Statistical Commands
Three statistical functions have been added: variance (population variance), topk (top k most frequent values), and countFrequent (approximate frequency count).
variance was verified alongside the existing stddev and avg.
filter ispresent(response_time) | stats variance(response_time) as v, stddev(response_time) as sd, avg(response_time) as avg_rt
| v | sd | avg_rt |
|---|---|---|
| 4788776.5156 | 2188.3273 | 1017.4667 |
variance returns the population variance. Squaring the stddev value yields approximately the same result as variance (2188.3273² ≈ 4788776), confirming consistency with the standard deviation.
topk returns the top k most frequent values and their occurrence counts.
filter ispresent(status) | stats topk(3, status)
| status | count |
|---|---|
| 200 | 10 |
| 403 | 2 |
| 500 | 2 |
The official documentation states that use with a by clause is not supported.

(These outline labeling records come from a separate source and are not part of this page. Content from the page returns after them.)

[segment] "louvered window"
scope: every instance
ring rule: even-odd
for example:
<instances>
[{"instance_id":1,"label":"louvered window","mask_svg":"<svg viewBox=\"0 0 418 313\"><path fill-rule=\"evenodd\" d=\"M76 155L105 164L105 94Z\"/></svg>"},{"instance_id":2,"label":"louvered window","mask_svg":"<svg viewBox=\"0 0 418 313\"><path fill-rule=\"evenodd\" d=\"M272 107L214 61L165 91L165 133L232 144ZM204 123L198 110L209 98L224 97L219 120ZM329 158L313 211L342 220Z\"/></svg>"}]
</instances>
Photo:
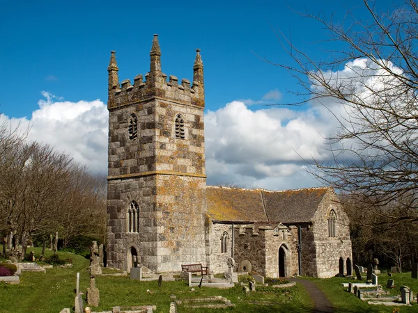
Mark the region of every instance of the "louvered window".
<instances>
[{"instance_id":1,"label":"louvered window","mask_svg":"<svg viewBox=\"0 0 418 313\"><path fill-rule=\"evenodd\" d=\"M138 136L138 120L137 115L132 113L129 117L128 129L129 138L135 139Z\"/></svg>"},{"instance_id":2,"label":"louvered window","mask_svg":"<svg viewBox=\"0 0 418 313\"><path fill-rule=\"evenodd\" d=\"M176 138L185 138L185 120L180 114L176 117Z\"/></svg>"}]
</instances>

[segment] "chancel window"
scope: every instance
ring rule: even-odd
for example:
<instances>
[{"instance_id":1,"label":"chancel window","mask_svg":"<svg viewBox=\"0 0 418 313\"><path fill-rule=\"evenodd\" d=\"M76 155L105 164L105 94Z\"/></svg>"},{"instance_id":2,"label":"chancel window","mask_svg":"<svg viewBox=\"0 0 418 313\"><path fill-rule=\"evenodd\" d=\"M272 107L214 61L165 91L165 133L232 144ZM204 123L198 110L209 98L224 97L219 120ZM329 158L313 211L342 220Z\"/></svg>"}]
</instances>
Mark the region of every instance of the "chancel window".
<instances>
[{"instance_id":1,"label":"chancel window","mask_svg":"<svg viewBox=\"0 0 418 313\"><path fill-rule=\"evenodd\" d=\"M127 131L130 139L135 139L138 137L138 119L134 113L129 117Z\"/></svg>"},{"instance_id":2,"label":"chancel window","mask_svg":"<svg viewBox=\"0 0 418 313\"><path fill-rule=\"evenodd\" d=\"M328 218L328 236L336 237L336 232L335 230L335 220L336 220L336 214L334 210L331 210L330 212L330 217Z\"/></svg>"},{"instance_id":3,"label":"chancel window","mask_svg":"<svg viewBox=\"0 0 418 313\"><path fill-rule=\"evenodd\" d=\"M127 231L129 232L139 232L139 208L134 201L130 202L127 209Z\"/></svg>"},{"instance_id":4,"label":"chancel window","mask_svg":"<svg viewBox=\"0 0 418 313\"><path fill-rule=\"evenodd\" d=\"M224 232L221 238L221 252L226 253L228 252L228 240L229 235L226 232Z\"/></svg>"},{"instance_id":5,"label":"chancel window","mask_svg":"<svg viewBox=\"0 0 418 313\"><path fill-rule=\"evenodd\" d=\"M180 114L176 117L176 138L185 138L185 120Z\"/></svg>"}]
</instances>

countFrequent calculates approximate counts for each combination of field values and returns them in descending order.
filter ispresent(method) | countFrequent method, status
| method | status | _approxcount |
|---|---|---|
| GET | 200 | 5 |
| POST | 200 | 5 |
| GET | 500 | 2 |
| GET | 403 | 2 |
| POST | 401 | 1 |
The _approxcount field is automatically generated.
String Functions
messageSize is a function that returns the byte length of a field.
fields messageSize(@message) as sz, @message | sort sz desc | limit 5
| sz | @message (excerpt) |
|---|---|
| 147 | {"level": "INFO", "service": "payment-service"...} |
| 146 | {"level": "INFO", "service": "payment-service"...} |
| 145 | {"level": "INFO", "service": "payment-service"...} |
JSON Functions
jsonArraySize and jsonArrayContains are functions that operate on JSON array strings.
filter ispresent(role_list)
| display user, role_list, jsonArraySize(role_list) as role_count, jsonArrayContains(role_list, "admin") as is_admin
| user | role_list | role_count | is_admin |
|---|---|---|---|
| charlie | ["admin","viewer"] | 2 | 1 |
| bob | ["viewer"] | 1 | 0 |
| alice | ["admin","editor","viewer"] | 3 | 1 |
jsonArraySize returns the number of elements in the array, and jsonArrayContains returns 1 if the specified value is included, or 0 if it is not. These functions cannot be used with arrays that have been expanded by auto-parsing (such as roles.0), and must be applied to fields that retain their string form.
Conditional Validation
isNumeric determines whether a field value can be interpreted as a number.
filter ispresent(field_a)
| display field_a, isNumeric(field_a) as a_num, field_b, isNumeric(field_b) as b_num
| field_a | a_num | field_b | b_num |
|---|---|---|---|
| 0 | 1 | 99.9 | 1 |
| not_number | 0 | 100 | 1 |
| 42 | 1 | hello | 0 |
Query Composition (where)
where is an alias for the filter command (described in the official documentation as "grammar alias for the filter command") and is intended for users familiar with SQL.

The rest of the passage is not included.